Bitter, template based syntax highlighter

Way back in 2008 I started writing a syntax highlighter with the goal of making is both easy to use and easy to develop, not an easy task by any measure.

About Bitter

Over the past few years I've made many attempts at writing experimental syntax highlighter, one used XML files to define syntax, another was basically a bunch of PHP classes and some crazy looping constructs.

None of them really satisfied me. They where all too hard to maintain, and too hard to actually make use of, so I gave up, for a little while at least.

I started thinking about the subject again when it became clear that Symphony needed a new syntax highlighter, one that I would probably be maintaining.

The more I thought about it, the more a functional language seemed to be the solution, something like XSLT, only instead of matching XML nodes with XPath, it would match syntax with regular expressions.

So that's what I did, on and off from the December 2008 until early June 2009, I took what I could from my previous projects and hacked together something better. Since then until a few days ago (about the time I rebuilt this website), the project has basically been stagnant.
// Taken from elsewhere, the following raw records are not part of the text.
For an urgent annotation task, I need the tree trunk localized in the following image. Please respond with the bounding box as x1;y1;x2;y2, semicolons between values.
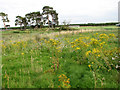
47;15;50;28
2;16;7;30
51;15;53;28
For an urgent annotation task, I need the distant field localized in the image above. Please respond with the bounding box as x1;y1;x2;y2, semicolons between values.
0;26;120;88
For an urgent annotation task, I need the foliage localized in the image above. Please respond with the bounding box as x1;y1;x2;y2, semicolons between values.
0;27;120;88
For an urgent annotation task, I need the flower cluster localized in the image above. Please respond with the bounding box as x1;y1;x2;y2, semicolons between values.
58;74;71;88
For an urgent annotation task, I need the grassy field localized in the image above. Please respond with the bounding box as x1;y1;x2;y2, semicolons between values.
0;26;120;88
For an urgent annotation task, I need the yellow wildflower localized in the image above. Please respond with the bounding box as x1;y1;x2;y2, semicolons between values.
21;53;24;55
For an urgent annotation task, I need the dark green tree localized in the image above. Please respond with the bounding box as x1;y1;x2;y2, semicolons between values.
0;12;10;29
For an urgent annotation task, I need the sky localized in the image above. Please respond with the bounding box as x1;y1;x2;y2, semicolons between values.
0;0;120;27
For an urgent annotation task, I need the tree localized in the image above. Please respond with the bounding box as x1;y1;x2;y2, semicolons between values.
15;16;28;29
0;12;9;29
42;6;53;28
50;10;59;28
25;11;42;27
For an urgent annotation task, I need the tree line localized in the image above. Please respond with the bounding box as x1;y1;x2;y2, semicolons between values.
0;6;59;29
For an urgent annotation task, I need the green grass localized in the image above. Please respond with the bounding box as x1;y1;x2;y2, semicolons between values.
1;26;119;88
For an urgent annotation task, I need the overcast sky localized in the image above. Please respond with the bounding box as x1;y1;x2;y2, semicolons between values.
0;0;119;27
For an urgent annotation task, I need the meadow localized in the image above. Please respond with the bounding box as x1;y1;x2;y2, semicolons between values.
0;26;120;88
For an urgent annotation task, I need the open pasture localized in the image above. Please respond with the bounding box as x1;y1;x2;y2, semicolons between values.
0;26;120;88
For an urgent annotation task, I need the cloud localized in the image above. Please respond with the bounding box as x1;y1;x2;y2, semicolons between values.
0;0;119;27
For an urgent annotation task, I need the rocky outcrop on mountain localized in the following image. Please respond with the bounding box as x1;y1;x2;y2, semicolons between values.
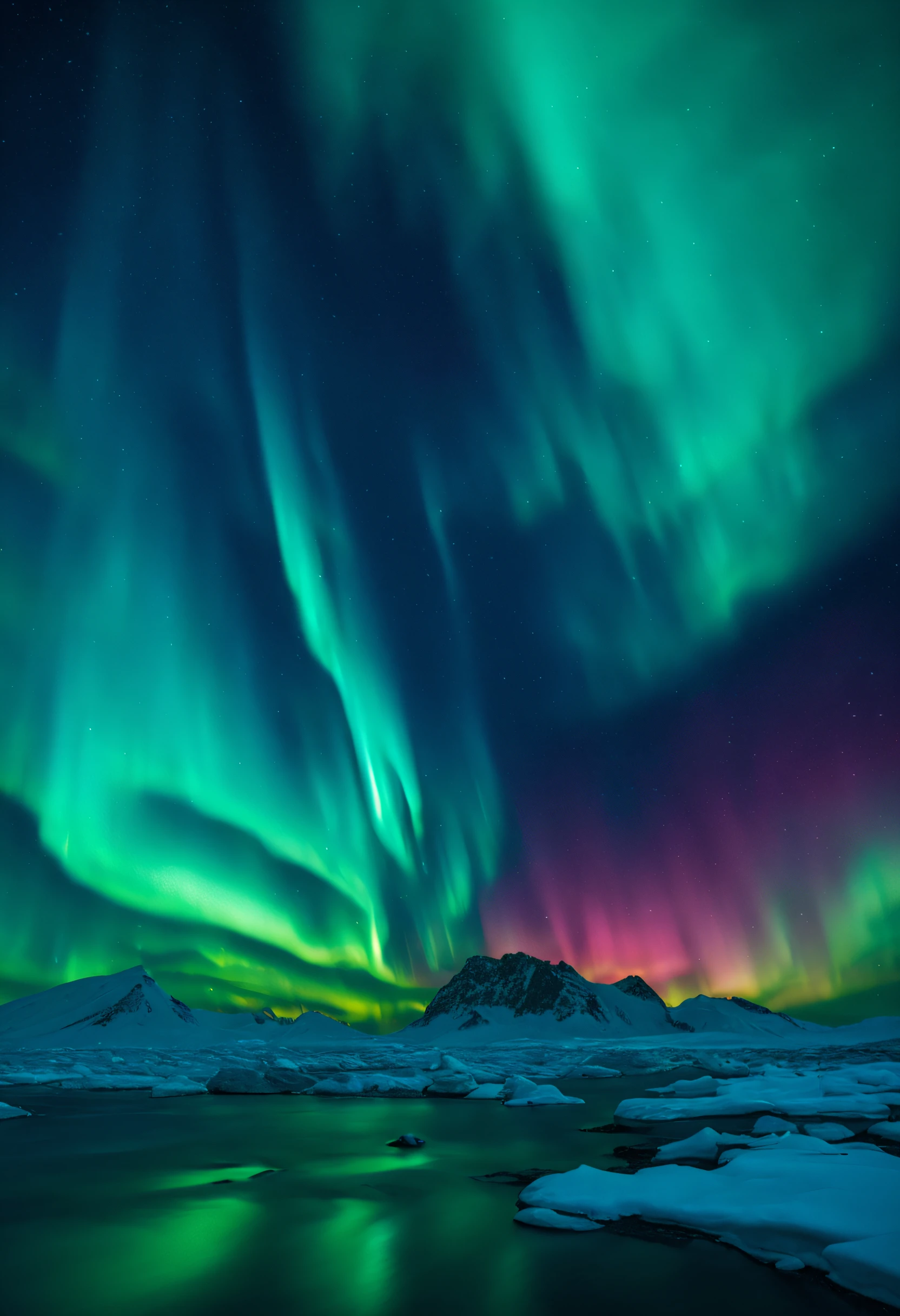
613;974;694;1033
409;950;608;1028
404;951;684;1045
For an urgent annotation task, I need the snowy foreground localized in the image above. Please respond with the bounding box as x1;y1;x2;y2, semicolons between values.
0;956;900;1307
0;1038;900;1307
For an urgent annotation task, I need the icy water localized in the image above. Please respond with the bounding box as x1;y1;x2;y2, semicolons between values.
0;1074;888;1316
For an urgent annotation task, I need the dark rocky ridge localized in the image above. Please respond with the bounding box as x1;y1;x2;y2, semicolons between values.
409;950;692;1032
409;950;608;1028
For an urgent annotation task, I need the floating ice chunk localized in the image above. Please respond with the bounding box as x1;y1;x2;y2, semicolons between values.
700;1055;750;1078
466;1083;502;1102
500;1074;537;1102
0;1102;31;1120
309;1072;428;1096
505;1083;584;1106
653;1129;769;1162
426;1070;479;1096
207;1067;276;1096
869;1120;900;1142
468;1064;505;1084
805;1124;852;1142
513;1207;603;1233
440;1055;468;1075
519;1133;900;1307
822;1233;900;1307
753;1115;799;1133
150;1078;209;1096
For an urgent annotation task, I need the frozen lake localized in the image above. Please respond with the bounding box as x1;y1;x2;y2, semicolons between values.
0;1070;890;1316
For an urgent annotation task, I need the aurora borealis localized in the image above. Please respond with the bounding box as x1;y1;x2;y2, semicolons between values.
0;0;900;1028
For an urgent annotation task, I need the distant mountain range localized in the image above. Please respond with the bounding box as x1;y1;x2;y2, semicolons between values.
0;965;371;1050
0;951;884;1050
398;951;822;1045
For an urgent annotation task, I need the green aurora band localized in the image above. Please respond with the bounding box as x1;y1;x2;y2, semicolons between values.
0;0;900;1028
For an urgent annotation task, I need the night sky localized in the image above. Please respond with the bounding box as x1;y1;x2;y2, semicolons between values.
0;0;900;1029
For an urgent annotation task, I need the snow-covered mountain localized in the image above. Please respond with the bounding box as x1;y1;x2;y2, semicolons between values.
398;951;691;1045
0;965;371;1050
398;951;830;1045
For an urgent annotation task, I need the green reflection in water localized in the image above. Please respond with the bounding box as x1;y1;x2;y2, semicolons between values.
154;1164;274;1192
0;1071;873;1316
52;1197;256;1316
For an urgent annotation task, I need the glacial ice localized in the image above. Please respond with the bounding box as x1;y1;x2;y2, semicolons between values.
0;1102;31;1120
869;1120;900;1142
804;1124;852;1142
516;1207;603;1233
520;1133;900;1307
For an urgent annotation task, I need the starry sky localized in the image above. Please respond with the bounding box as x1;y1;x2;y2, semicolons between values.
0;0;900;1030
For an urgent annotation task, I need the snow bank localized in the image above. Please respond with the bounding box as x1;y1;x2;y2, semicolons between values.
520;1133;900;1307
616;1062;900;1127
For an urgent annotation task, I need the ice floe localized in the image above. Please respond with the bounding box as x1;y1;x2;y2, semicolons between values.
520;1130;900;1306
0;1102;31;1120
616;1061;900;1127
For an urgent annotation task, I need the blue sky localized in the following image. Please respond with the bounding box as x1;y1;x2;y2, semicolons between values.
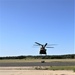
0;0;75;56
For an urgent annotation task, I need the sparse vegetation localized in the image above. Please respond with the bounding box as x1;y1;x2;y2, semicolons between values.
35;66;75;72
0;54;75;60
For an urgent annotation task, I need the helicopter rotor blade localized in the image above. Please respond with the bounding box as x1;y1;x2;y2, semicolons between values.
46;47;54;48
44;43;47;47
35;42;42;46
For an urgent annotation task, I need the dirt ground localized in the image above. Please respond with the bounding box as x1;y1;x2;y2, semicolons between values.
0;67;75;75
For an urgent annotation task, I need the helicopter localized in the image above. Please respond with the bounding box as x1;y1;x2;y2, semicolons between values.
35;42;54;55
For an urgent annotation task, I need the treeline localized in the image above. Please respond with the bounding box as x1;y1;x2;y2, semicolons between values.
0;54;75;59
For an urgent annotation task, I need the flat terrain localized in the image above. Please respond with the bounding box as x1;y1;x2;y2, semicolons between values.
0;59;75;67
0;70;75;75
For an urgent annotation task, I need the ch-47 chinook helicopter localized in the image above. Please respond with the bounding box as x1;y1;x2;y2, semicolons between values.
35;42;55;55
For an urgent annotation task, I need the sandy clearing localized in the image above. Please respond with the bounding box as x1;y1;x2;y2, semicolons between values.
0;67;75;75
0;70;75;75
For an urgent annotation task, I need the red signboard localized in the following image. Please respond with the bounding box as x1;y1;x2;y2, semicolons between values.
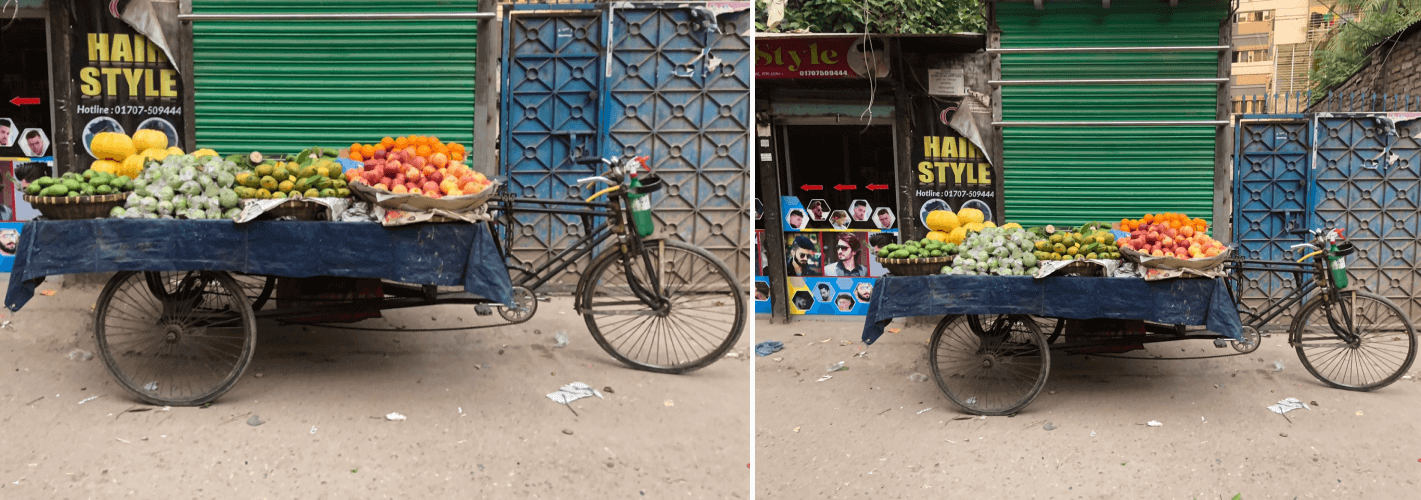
755;37;888;78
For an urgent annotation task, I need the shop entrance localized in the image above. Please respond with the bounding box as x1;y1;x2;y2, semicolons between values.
766;118;898;315
0;14;54;224
780;125;898;230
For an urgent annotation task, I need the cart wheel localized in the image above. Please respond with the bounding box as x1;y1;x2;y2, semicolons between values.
1229;327;1263;354
94;271;257;406
929;315;1052;416
499;287;537;324
232;274;276;311
1289;290;1417;391
968;314;1066;345
578;240;746;374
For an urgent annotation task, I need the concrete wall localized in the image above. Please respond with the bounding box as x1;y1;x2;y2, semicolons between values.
1313;30;1421;102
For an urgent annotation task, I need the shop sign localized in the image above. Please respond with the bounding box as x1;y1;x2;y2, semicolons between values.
908;97;1002;236
755;37;888;78
65;1;190;164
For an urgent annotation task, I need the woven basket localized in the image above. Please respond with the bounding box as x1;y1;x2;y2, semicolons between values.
1052;261;1106;277
241;200;327;220
875;256;956;276
24;193;128;220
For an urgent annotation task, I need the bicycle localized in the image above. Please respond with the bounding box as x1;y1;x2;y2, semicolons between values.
489;156;746;374
1225;229;1417;391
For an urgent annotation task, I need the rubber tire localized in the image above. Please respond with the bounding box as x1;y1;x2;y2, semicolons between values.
577;239;747;374
94;271;257;406
928;315;1052;416
1289;290;1417;392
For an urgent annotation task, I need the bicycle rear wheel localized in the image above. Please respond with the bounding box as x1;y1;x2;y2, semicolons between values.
1292;291;1417;391
928;315;1052;416
578;240;746;374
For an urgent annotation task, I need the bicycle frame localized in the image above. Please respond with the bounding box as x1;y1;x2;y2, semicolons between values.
489;183;666;310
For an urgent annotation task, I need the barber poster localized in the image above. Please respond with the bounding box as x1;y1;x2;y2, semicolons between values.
909;97;1002;239
64;0;184;164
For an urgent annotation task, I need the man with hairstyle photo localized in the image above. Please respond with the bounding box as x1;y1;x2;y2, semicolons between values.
874;207;894;229
20;129;50;156
824;233;868;277
850;200;870;222
784;234;824;276
786;209;804;230
834;294;854;313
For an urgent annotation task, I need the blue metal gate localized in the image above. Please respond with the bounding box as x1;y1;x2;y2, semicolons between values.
502;4;753;284
1233;114;1421;318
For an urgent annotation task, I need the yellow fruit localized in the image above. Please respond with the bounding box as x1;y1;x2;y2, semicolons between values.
90;159;121;175
925;210;961;232
958;209;986;224
948;226;968;244
90;132;138;162
139;148;169;162
134;129;167;155
118;155;148;179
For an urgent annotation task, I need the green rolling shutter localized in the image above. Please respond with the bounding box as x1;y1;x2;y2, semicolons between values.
192;0;479;155
995;0;1228;224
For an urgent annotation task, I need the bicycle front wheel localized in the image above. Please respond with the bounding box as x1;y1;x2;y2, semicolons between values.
1292;291;1417;391
578;240;746;374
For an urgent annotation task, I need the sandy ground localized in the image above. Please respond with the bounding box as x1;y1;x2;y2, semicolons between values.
756;320;1421;500
0;274;750;499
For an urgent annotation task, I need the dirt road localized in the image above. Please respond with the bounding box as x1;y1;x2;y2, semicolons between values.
756;321;1421;500
0;274;750;499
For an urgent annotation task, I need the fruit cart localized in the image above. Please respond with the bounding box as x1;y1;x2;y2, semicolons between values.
6;159;747;406
863;274;1258;416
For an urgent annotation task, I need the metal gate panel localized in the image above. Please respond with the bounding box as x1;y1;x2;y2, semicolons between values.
605;9;750;276
1233;118;1312;318
502;11;603;286
1313;116;1421;317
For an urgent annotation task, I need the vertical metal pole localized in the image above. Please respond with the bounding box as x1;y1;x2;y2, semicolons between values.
985;1;1011;227
1214;16;1236;243
468;0;503;178
752;115;790;322
46;0;74;173
179;0;198;152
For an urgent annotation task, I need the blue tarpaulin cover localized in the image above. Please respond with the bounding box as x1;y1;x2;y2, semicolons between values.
864;274;1243;344
4;219;513;311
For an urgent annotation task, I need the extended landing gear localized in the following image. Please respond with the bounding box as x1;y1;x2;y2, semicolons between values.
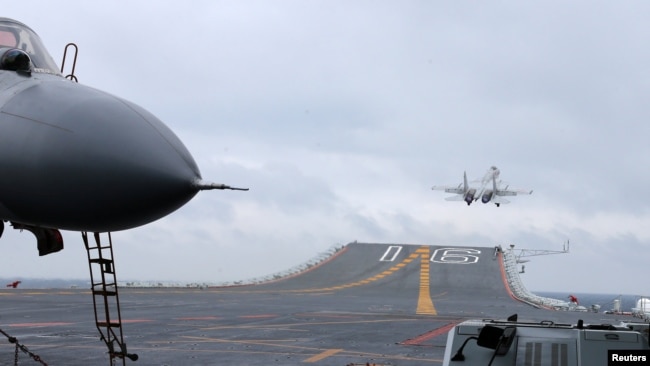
81;232;138;365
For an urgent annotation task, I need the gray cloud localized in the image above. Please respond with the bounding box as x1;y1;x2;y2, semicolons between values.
0;1;650;293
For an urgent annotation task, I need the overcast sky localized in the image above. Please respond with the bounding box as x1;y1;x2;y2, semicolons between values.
0;0;650;294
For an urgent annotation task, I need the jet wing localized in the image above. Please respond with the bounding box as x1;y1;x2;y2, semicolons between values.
496;187;533;196
431;184;465;194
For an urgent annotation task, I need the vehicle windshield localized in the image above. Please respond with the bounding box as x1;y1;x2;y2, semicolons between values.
0;18;61;75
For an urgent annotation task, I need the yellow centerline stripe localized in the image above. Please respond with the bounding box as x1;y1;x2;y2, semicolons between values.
415;247;438;315
302;348;343;362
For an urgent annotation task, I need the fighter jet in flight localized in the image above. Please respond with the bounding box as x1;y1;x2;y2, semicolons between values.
7;281;22;288
431;166;533;207
0;18;247;359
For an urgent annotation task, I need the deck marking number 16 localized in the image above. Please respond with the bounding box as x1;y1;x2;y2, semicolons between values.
431;248;481;264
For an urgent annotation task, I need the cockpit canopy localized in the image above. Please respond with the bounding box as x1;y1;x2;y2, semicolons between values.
0;18;61;75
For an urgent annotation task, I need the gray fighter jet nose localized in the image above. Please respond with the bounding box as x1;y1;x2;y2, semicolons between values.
0;78;201;231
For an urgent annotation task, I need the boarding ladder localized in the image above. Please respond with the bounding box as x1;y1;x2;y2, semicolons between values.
81;232;138;365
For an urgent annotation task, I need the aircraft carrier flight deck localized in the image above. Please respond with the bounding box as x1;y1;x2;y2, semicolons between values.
0;243;630;365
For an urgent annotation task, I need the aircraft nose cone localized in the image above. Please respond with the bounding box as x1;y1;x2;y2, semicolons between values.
2;81;201;231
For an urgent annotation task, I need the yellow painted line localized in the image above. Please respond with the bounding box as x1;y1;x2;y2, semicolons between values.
415;247;438;315
302;348;343;362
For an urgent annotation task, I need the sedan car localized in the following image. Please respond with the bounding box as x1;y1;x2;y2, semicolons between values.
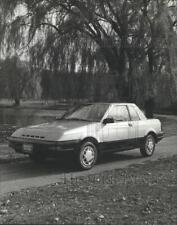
9;103;163;169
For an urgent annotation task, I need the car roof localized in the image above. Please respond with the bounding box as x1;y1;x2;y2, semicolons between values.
81;102;135;105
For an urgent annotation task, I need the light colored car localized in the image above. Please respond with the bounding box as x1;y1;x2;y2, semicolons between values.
9;103;163;169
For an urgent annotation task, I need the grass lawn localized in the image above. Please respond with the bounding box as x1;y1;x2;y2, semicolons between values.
0;156;177;225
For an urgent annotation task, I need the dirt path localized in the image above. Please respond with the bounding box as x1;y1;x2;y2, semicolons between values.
0;136;177;196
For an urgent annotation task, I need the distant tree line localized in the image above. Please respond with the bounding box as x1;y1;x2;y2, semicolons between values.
0;0;177;113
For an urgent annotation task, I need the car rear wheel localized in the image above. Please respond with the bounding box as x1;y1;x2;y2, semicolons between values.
78;141;98;170
140;134;155;157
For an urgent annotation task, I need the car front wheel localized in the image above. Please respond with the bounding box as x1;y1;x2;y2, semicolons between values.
29;152;46;163
140;134;155;157
78;141;98;170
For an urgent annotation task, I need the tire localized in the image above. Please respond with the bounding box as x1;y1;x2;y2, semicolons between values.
140;134;155;157
29;152;46;163
77;141;98;170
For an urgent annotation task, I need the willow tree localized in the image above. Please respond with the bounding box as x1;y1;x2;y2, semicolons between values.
0;0;176;110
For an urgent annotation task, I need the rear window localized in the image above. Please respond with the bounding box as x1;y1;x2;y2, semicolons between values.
128;106;140;121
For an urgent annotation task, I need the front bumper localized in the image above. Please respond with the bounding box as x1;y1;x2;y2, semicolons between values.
8;137;80;153
157;131;164;142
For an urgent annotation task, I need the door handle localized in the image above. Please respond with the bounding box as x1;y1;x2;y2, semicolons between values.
128;123;133;127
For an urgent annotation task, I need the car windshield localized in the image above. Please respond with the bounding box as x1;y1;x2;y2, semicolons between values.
63;103;109;122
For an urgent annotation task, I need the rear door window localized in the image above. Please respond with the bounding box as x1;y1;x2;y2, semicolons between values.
128;106;140;121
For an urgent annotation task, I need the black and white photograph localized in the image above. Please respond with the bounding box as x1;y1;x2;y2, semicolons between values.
0;0;177;225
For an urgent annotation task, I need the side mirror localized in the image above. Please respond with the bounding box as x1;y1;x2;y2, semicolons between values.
103;118;114;125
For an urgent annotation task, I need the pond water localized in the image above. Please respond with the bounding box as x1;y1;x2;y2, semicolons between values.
0;108;64;127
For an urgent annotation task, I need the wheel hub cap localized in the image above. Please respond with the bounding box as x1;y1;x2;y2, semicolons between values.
147;139;154;153
83;147;94;165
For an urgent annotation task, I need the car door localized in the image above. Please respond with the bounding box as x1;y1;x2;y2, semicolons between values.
102;105;131;150
128;105;141;147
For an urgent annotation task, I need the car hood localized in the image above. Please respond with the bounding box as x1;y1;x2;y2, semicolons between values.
12;120;93;141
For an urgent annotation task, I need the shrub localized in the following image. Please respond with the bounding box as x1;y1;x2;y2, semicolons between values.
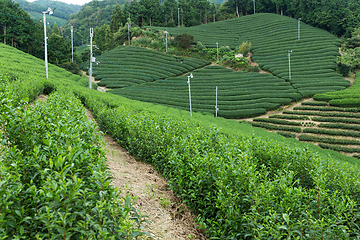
175;33;194;50
239;41;252;56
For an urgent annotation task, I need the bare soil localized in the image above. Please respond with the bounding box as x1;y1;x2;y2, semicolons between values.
82;110;206;240
35;94;206;240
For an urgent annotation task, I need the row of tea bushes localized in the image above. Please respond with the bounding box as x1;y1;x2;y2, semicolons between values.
0;83;148;239
74;84;360;239
314;74;360;107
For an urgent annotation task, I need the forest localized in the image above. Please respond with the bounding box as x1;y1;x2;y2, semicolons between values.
0;0;360;75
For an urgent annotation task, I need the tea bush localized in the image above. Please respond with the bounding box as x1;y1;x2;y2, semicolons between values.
0;87;148;239
74;88;360;239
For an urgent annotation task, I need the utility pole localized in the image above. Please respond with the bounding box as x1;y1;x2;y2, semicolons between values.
71;26;74;62
288;50;292;80
187;73;194;117
127;22;130;46
89;28;95;89
42;7;53;79
298;18;301;39
216;43;219;62
215;86;219;117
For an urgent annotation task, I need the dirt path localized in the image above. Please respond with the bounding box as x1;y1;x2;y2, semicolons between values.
81;71;108;92
82;110;206;240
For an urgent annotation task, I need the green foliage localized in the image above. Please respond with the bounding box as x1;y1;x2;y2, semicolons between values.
239;41;252;56
314;74;360;107
112;63;300;119
299;134;360;146
0;41;360;239
276;131;296;138
152;14;350;97
319;143;360;153
0;88;148;239
251;122;301;133
174;33;194;50
301;101;328;106
75;86;358;239
269;115;310;120
253;118;302;126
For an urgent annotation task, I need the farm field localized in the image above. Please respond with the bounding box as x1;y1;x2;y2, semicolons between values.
0;44;360;239
251;71;360;158
109;66;301;119
152;13;350;98
93;46;210;88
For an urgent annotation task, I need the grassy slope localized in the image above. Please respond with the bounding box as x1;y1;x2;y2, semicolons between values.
29;11;67;27
0;41;359;169
0;44;97;88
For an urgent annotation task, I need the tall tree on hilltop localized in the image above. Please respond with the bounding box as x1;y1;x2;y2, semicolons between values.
110;4;126;32
0;0;41;53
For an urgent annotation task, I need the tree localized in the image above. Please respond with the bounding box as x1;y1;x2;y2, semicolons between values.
239;41;252;56
0;0;41;53
110;4;126;32
175;33;194;50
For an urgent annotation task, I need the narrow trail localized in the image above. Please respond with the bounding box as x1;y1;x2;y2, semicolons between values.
86;109;206;240
35;94;206;240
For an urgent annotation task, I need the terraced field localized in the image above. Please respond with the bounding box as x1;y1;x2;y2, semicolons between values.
93;46;210;88
155;13;350;97
251;101;360;158
109;66;301;118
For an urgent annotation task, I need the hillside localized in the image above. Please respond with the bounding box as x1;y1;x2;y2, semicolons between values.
94;14;350;119
154;14;350;97
0;44;360;239
15;0;80;26
64;0;125;43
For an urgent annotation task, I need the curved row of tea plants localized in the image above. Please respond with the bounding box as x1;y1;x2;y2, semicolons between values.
0;42;360;239
93;46;210;88
0;44;148;239
251;98;360;158
74;85;360;239
109;66;301;118
314;73;360;107
0;86;147;239
153;13;350;97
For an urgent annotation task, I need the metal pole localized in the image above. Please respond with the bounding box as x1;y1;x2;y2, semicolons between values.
298;18;301;39
288;50;292;80
71;26;74;62
43;12;49;79
215;86;219;117
89;28;94;89
127;22;130;46
187;74;193;117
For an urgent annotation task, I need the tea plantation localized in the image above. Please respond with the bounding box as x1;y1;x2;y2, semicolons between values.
93;46;210;88
109;66;301;118
251;74;360;158
0;14;360;236
153;13;350;97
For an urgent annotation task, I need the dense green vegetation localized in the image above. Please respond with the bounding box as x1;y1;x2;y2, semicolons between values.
154;14;350;97
0;39;360;239
314;71;360;107
251;95;360;156
106;59;301;118
0;0;44;57
93;46;210;88
15;0;80;22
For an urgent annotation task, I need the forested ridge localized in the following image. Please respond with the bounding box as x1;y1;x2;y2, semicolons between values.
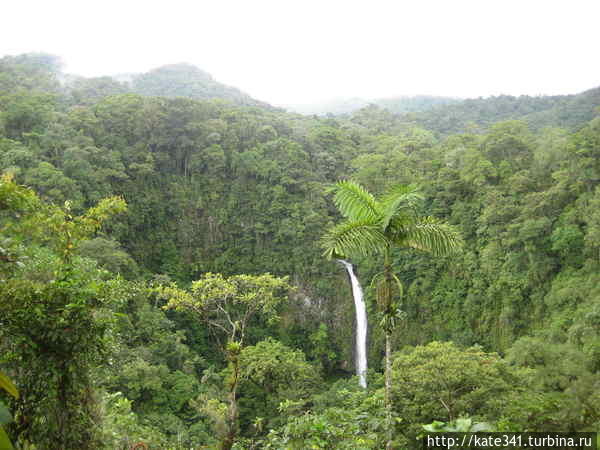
0;54;600;449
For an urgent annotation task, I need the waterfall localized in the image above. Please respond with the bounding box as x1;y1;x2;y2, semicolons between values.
338;259;367;388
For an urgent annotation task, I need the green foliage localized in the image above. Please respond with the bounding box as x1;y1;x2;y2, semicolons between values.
0;177;125;448
423;417;494;433
0;50;600;448
392;342;528;442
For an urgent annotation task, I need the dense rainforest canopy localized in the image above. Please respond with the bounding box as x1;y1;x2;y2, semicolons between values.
0;54;600;449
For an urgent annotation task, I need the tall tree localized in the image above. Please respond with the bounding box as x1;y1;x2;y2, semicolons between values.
322;181;460;449
160;273;290;450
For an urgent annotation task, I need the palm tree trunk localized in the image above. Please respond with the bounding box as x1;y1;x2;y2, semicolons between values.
385;331;393;450
383;247;393;450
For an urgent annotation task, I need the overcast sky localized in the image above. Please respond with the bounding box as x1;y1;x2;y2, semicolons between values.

So here's a quick introduction to what Bitter is all about:

Languages

Languages are the 'functional programming' bit I was talking about earlier, here is a very simple language definition that highlights any acronyms in a piece of text:

<?php
	
	Bitter::rule(
		Bitter::id('acronyms'),
		Bitter::tag('context-text acronyms'),
		Bitter::match('.*'),
		
		Bitter::rule(
			Bitter::id('acronyms-found'),
			Bitter::match('\b[A-Z]+\b')
			Bitter::tag('acronym')
		)
	);
	
?>

So basically you define an all encompassing rule (acronyms) that matches any text (.*) which then applies a second rule that matches any sequence of more than one uppercase letters.

A 'tag' in this instance is a space separated list of class names to use when outputting the highlighted source.

So if you gave it this:

TODO: Find some ammusing witticism that contain acronyms. Oh darn.

It would output this:

<span class="context-text acronyms"><span class="acronym">TODO:</span> Find some amusing witticism that contain acronyms. Oh darn.</span>

At some point I'll write a full tutorial on how to create new language files for Bitter, for now you'll have to content yourself with this short example and the languages that I've already written as part of the project.

Formats

Bitter also has a post highlighting formatter stage, it exists so that you can change the output to suit your needs. One example of this is the Symphony debug page, which splits the output into lines with line numbers.

Another would be a simple conversion from tabs into spaces:

<?php
	
	require_once BITTER_FORMAT_PATH . '/default.php';
	
	class BitterFormatTabsizeTwo extends BitterFormatDefault {
		protected $tabsize = 2;
		
		public function process($source) {
			$this->output = $source;
			
			$this->processTabs();
			$this->processLines();
			
			return $this->output;
		}
	}
	
	return new BitterFormatTabsizeTwo();
	
?>

As you can see, tab conversion is built in, as is wrapping of lines with spans. You can of course override the defaults at any time.

Usage

You can use Bitter directly in PHP by creating an instance of the Bitter class, this does have some disadvantages however, because highlighting is quite a CPU expensive process you may end up delaying your page from being sent by several seconds.

Because of this you're better off using the jQuery plugin, which sends AJAX requests to a small PHP script.

Put this in your sites HTML, after you include the jQuery library:

<script type="text/javascript" src="assets/jquery.bitter.js"></script>

Then in your sites JavaScript:

$(document).ready(function() {
	// Point it at the HTTP handler:
	$.fn.bitter.defaults.handler = 'assets/jquery.bitter.php';
	
	// Use the 'tabsize-4' format:
	$.fn.bitter.defaults.format = 'tabsize-4';
	
	// Tell it what to highlight:
	$('pre.language-css').bitter({
		language:	'css'
	});
	$('pre.language-js').bitter({
		language:	'js'
	});
	
	// ...
});

After doing that you'll need to style the output, however I'll leave that to your imagination. You can find some more complete examples in the Bitter repository.

Thoughts

That concludes this quick introduction to Bitter, which is currently used to highlight snippets of itself on this blog, oh and handles the Symphony debug experience too.

I hope you're game to give it a try, any suggestions, criticisms or questions are more than welcome.

Share your thoughts...

Wilhelm Murdoch wrote on :

Nice! REAL nice! :D

craig zheng wrote on :

Brilliant. Been hoping for this sort of intro from you. Thanks.